Layers! You need an outer windproof and at least water resistant layer. I like to stick out like a sore thumb so something in a nice bright fluorescent yellow would be my preference. I use a Pearl Izumi windbreaker which is water resistant but not really rain wear. Next you need a tight fleece jacket, not cotton, not down or other filling. I have a thin form fitting one made for cycling which is good down to about freezing, but below that I just use a thick regular fleece, I think from LL Bean or something. That works down to around zero or so and below that I admit being a bit of a wimp. Fleece breathes, insulates reasonably well and works when wet. It is also lighter than say wool and more comfortable than wool if the temperature rises. Under that you want one or two more layers depending on the temperature - long sleeve thermal undershirt, long or short sleeve performance undershirt, cycling jersey etc. I usually just go with the long sleeve performance undershirt and skip the jersey. Now I am riding for exercise in the cold but you say you are commuting. If you are not really pushing yourself on your commute you will want to dress a bit more warmly than someone out for a workout, say the thermal undershirt, jersey, thick fleece and wind breaker for temps down into the twenties. Below that, ride harder perhaps.
posted by caddis at 10:33 AM on October 11, 2012


I actually disagree a little with caddis in that I find I MUCH prefer wool over fleece. A thin cashmere or merino sweater seems to keep me as warm as my kind-of-bulky and heavier polarfleece, and breathes a lot better. I also sometimes add a puffy down vest on really cold days and it works fine. But he's right about cotton. Cotton sucks, pretty much always. I only wear cotton in spring/fall perfect biking temps when I don't expect to sweat a lot and don't need waterproofness.

But that just goes to show you it's down to personal preference on some level. I seem to be unable to take it easy even on my commute so I always sweat. So for me breathe-ability is key and most days I still show up at work sweaty. (Luckily we have showers and I get ready at work.)

And I realized the cycling jacket I linked to does not have pit zips so it's off my list. Some do chest or arm zips in lieu of pit zips and those are acceptable too.

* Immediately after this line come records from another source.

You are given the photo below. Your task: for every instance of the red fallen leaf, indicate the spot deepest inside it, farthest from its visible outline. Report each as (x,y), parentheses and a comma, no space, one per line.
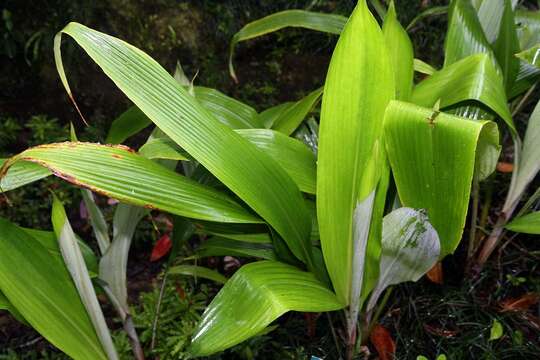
(520,304)
(162,247)
(384,344)
(505,167)
(435,274)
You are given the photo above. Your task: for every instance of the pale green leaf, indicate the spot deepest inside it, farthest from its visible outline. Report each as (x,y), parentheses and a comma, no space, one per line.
(433,156)
(256,295)
(41,289)
(528,224)
(358,87)
(289,18)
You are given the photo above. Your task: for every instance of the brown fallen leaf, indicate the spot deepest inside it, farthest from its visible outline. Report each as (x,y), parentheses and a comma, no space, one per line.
(520,304)
(382,341)
(435,274)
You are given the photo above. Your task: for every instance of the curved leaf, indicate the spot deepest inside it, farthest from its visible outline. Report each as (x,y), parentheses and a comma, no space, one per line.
(249,173)
(433,157)
(289,18)
(117,172)
(358,87)
(256,295)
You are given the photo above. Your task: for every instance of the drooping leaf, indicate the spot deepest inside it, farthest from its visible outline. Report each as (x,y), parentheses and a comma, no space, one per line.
(41,289)
(410,247)
(289,18)
(465,35)
(433,156)
(113,264)
(249,173)
(117,172)
(197,271)
(528,162)
(71,253)
(401,54)
(289,117)
(21,174)
(473,78)
(528,224)
(252,298)
(358,87)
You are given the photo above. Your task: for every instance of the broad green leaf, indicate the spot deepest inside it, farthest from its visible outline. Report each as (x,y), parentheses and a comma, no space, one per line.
(197,271)
(49,241)
(410,247)
(221,246)
(490,14)
(41,289)
(256,295)
(291,116)
(248,172)
(292,155)
(423,67)
(433,156)
(21,174)
(358,87)
(289,18)
(401,54)
(531,55)
(129,123)
(229,111)
(113,263)
(528,163)
(71,253)
(507,45)
(473,78)
(528,224)
(117,172)
(465,35)
(431,11)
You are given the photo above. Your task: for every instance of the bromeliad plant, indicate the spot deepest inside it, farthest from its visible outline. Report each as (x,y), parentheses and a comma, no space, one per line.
(322,222)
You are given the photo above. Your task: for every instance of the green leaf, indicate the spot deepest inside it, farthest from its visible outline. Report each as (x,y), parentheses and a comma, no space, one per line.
(21,174)
(40,287)
(248,172)
(221,246)
(496,331)
(71,253)
(528,224)
(528,163)
(433,156)
(473,78)
(289,117)
(465,35)
(227,110)
(410,247)
(400,51)
(198,271)
(256,295)
(129,123)
(289,18)
(507,45)
(117,172)
(358,87)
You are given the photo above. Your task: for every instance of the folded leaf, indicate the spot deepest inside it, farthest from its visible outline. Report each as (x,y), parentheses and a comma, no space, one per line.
(248,172)
(358,87)
(289,18)
(117,172)
(256,295)
(473,78)
(433,156)
(528,224)
(41,289)
(67,241)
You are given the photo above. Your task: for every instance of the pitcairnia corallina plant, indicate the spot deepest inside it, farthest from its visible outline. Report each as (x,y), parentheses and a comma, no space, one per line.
(316,201)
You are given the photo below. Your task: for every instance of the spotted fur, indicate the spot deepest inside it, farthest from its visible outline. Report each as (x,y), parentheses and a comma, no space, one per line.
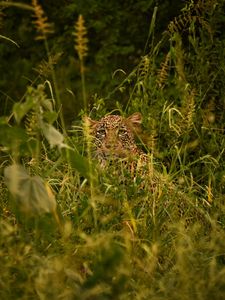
(113,137)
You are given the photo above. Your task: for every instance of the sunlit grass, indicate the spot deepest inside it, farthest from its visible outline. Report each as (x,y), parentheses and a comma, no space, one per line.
(70,230)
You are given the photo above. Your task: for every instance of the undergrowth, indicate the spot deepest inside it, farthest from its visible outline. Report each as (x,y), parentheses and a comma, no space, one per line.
(69,230)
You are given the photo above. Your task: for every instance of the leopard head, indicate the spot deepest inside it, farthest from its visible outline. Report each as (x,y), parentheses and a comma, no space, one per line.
(113,136)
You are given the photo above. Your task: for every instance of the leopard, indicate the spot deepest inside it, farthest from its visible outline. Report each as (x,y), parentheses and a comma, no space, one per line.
(115,149)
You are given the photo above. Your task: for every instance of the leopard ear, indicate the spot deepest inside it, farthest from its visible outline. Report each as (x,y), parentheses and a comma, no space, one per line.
(135,118)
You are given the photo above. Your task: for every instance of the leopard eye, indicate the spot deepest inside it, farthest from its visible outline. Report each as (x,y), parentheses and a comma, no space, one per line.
(100,133)
(122,132)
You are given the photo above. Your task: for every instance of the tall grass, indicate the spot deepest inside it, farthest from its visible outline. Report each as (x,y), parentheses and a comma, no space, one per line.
(68,232)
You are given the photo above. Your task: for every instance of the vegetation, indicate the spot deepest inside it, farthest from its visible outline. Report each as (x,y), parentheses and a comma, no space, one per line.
(71,231)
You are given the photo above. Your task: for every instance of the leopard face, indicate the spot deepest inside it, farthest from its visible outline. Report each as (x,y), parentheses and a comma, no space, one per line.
(113,136)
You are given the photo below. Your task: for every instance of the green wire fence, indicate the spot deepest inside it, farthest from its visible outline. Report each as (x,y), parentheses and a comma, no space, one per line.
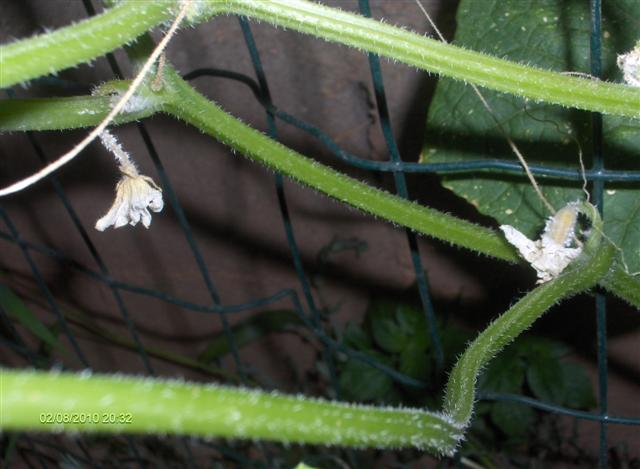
(300,297)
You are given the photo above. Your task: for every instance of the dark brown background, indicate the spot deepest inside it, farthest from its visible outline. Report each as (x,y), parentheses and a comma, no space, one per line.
(232,208)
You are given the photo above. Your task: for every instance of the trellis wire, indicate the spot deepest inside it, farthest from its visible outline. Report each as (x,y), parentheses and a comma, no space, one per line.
(309,314)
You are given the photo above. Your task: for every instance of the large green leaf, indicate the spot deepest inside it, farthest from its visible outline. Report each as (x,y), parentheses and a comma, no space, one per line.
(552,34)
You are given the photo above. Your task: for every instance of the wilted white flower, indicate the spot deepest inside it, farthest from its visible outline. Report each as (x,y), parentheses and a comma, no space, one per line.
(629,63)
(552,253)
(135,194)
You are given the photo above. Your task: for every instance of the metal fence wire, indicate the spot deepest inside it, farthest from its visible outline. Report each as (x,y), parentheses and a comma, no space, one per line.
(38,450)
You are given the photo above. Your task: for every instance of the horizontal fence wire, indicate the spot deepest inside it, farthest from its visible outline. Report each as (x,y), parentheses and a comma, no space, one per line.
(307,311)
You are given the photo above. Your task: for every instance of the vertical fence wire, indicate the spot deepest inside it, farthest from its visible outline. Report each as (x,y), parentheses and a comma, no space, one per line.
(598,175)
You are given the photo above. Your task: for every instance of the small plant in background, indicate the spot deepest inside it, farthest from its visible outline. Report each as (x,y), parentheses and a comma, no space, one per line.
(503,431)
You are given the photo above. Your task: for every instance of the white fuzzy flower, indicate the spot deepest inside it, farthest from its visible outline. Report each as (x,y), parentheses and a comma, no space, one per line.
(629,63)
(552,253)
(135,194)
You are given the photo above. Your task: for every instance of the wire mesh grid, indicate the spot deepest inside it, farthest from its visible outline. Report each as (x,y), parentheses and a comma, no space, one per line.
(36,447)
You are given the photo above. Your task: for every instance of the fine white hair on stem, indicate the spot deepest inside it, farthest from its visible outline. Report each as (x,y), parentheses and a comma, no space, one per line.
(487,106)
(135,84)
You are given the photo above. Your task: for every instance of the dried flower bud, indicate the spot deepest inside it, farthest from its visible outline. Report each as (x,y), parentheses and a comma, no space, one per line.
(135,196)
(552,253)
(629,63)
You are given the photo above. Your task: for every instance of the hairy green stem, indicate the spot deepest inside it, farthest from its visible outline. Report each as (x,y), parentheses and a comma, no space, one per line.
(30,58)
(181,100)
(581,275)
(118,404)
(64,113)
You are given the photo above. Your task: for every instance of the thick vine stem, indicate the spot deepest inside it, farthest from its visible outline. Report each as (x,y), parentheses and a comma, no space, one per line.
(187,104)
(30,58)
(585,272)
(53,402)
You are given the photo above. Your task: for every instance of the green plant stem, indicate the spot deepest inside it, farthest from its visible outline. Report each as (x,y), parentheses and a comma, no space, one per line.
(62,113)
(181,100)
(27,59)
(178,407)
(187,104)
(581,275)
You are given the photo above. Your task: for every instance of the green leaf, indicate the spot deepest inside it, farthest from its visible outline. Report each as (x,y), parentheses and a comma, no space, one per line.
(552,34)
(362,382)
(545,378)
(18,311)
(512,418)
(578,388)
(387,332)
(355,337)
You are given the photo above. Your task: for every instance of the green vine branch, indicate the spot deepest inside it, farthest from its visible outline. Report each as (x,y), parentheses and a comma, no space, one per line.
(118,404)
(40,401)
(581,275)
(181,100)
(30,58)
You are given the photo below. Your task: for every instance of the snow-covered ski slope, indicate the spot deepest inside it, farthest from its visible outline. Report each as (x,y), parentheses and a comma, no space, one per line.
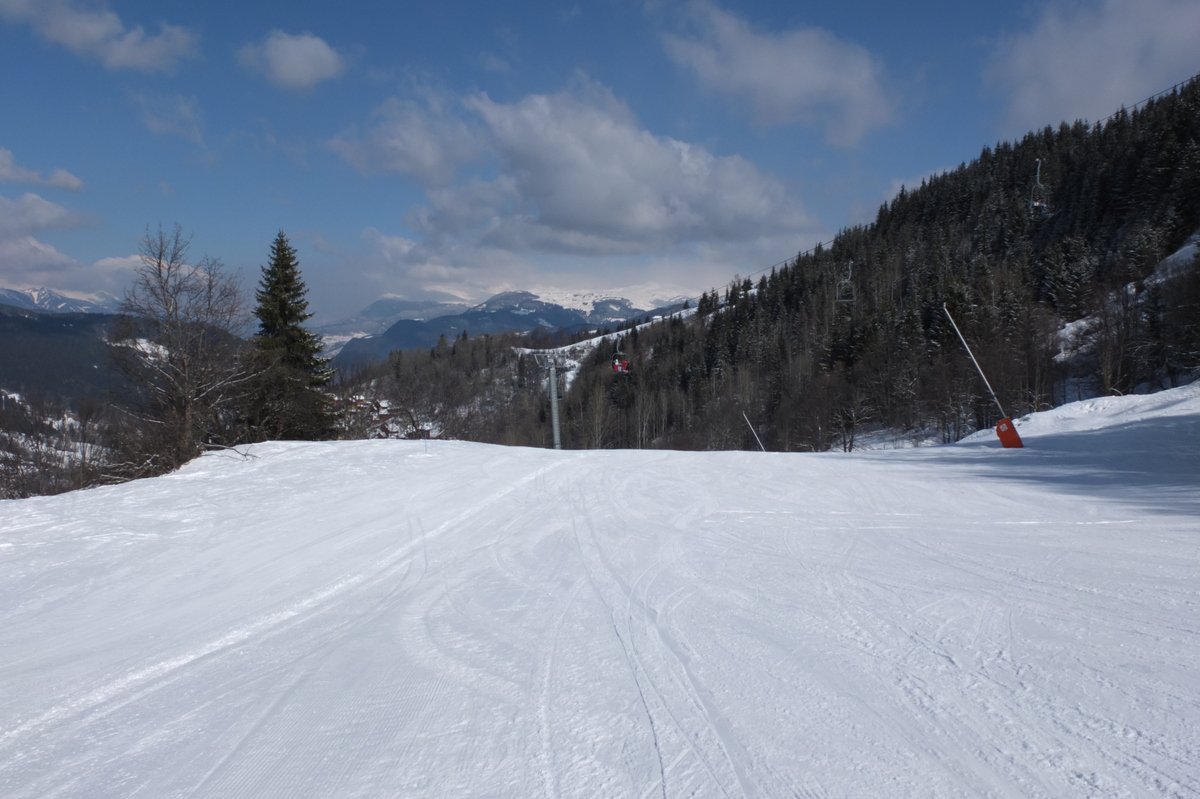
(366,619)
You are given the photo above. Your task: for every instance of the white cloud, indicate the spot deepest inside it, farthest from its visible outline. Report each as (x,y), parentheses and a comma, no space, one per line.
(11,173)
(424,140)
(31,215)
(293,61)
(28,262)
(805,74)
(568,185)
(174,115)
(1086,61)
(100,34)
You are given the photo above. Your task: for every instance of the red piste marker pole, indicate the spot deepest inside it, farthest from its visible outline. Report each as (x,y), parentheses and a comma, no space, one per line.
(1005,428)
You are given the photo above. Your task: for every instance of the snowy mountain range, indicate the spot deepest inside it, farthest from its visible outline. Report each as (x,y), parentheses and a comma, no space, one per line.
(43,299)
(393,324)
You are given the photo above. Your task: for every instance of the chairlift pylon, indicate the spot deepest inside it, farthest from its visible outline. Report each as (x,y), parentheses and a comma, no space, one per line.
(844,292)
(619,362)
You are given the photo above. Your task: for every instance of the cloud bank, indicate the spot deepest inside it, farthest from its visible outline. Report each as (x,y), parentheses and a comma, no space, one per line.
(804,74)
(570,178)
(95,32)
(1087,61)
(295,62)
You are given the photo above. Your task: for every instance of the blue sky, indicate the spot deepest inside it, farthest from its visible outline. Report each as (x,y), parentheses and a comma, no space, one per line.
(456,149)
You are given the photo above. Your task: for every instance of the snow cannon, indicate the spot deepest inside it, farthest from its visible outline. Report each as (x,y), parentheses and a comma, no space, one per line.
(1005,428)
(1008,436)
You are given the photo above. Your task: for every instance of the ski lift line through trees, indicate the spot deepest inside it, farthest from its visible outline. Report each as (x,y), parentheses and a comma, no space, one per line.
(979,368)
(845,289)
(1143,102)
(550,361)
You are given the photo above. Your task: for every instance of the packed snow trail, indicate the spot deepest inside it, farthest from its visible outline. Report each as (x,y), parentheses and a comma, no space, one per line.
(366,619)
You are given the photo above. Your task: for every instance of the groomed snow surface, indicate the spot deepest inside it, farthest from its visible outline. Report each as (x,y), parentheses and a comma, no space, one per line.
(370,619)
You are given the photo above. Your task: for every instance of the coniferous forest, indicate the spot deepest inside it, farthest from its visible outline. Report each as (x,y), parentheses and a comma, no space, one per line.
(1065,226)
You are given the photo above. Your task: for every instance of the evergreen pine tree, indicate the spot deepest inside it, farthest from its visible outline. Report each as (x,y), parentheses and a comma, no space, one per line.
(288,402)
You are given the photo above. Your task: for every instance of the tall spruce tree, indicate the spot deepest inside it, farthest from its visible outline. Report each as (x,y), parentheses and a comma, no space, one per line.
(288,402)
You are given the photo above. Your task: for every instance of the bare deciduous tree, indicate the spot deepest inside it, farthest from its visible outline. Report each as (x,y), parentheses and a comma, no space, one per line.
(178,343)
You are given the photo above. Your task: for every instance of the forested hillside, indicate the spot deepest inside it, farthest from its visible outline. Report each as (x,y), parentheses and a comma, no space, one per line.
(853,336)
(1066,226)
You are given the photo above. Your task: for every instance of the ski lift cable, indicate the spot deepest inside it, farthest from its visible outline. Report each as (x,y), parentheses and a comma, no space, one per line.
(979,368)
(1155,96)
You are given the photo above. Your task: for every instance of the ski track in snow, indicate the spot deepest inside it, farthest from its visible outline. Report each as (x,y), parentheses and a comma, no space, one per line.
(366,618)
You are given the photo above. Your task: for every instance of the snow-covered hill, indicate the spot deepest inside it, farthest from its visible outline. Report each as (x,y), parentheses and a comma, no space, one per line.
(373,619)
(43,299)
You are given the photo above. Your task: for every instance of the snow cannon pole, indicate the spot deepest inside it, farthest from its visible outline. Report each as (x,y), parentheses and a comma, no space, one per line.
(1005,428)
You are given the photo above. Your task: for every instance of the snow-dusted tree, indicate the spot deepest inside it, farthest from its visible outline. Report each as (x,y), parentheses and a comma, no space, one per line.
(287,400)
(177,342)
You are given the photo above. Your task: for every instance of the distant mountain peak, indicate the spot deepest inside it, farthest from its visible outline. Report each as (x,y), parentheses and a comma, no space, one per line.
(54,301)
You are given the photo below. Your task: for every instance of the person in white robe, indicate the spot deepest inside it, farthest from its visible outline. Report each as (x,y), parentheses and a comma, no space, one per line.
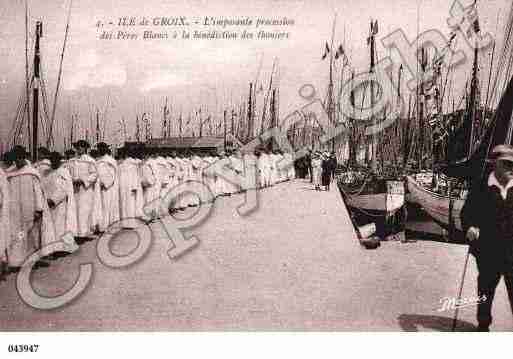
(137,155)
(264,170)
(210,177)
(197,176)
(251,171)
(43,164)
(238,167)
(273,170)
(151,185)
(109,186)
(85,175)
(175,175)
(288,166)
(188,199)
(32,228)
(58,188)
(5,238)
(165,180)
(129,185)
(221,183)
(317,170)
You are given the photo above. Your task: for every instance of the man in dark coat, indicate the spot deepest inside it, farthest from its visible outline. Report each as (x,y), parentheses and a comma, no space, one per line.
(333,165)
(487,219)
(308,164)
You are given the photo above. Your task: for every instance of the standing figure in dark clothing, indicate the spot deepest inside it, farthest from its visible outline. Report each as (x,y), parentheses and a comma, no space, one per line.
(327,171)
(487,219)
(333,164)
(308,164)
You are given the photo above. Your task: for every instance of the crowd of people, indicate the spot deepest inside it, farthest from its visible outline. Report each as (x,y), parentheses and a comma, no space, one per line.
(319,166)
(74,197)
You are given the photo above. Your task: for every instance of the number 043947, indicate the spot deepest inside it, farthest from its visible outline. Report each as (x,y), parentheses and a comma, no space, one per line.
(23,348)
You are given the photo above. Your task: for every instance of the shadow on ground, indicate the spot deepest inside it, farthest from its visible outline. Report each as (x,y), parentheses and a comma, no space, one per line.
(415,322)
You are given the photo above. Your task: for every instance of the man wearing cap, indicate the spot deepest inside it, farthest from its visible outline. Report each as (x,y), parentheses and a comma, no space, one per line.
(58,188)
(109,186)
(487,220)
(129,187)
(31,224)
(43,163)
(317,170)
(5,239)
(151,185)
(84,174)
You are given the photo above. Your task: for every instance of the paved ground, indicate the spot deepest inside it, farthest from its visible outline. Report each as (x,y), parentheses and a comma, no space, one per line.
(294,264)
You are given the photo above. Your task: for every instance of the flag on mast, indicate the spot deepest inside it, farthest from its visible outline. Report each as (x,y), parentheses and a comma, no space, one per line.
(326,51)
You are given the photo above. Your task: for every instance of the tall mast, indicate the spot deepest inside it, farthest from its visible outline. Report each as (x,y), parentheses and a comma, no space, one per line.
(97,125)
(250,111)
(330,86)
(224,119)
(35,94)
(372,65)
(472,104)
(27,81)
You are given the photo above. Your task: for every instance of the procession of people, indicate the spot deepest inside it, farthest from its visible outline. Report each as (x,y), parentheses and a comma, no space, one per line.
(75,197)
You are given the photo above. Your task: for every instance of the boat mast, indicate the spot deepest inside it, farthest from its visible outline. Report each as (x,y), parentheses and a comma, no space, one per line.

Agree about a neck warmer or scarf for additional temperature control, and I'd add to it a wool cycling cap! I have this one and it's AMAZING and I love it. The ear flap part is fantastic.

tl;dr: Everyone's right that you don't want warmth in your waterproof outer layer, so get the jacket that you like best and fits your budget, prioritizing waterproofness and breathability. Get your warmth for winter cycling with what you wear under it and other accessories.
posted by misskaz at 10:45 AM on October 11, 2012


Much of this boils down to personal preference to be sure. Wool is a great material. One area I like wool in the winter is in my socks. To keep using the same shoes I would use in the warmer months I wear black wool dress socks with them in the winter. They look funny, but are essentially hidden under the shoes and pants, and in colder weaather shoe covers. Dress socks are thin yet have a dense weave so they really hold in the heat yet still fit within shoes sized for thin socks.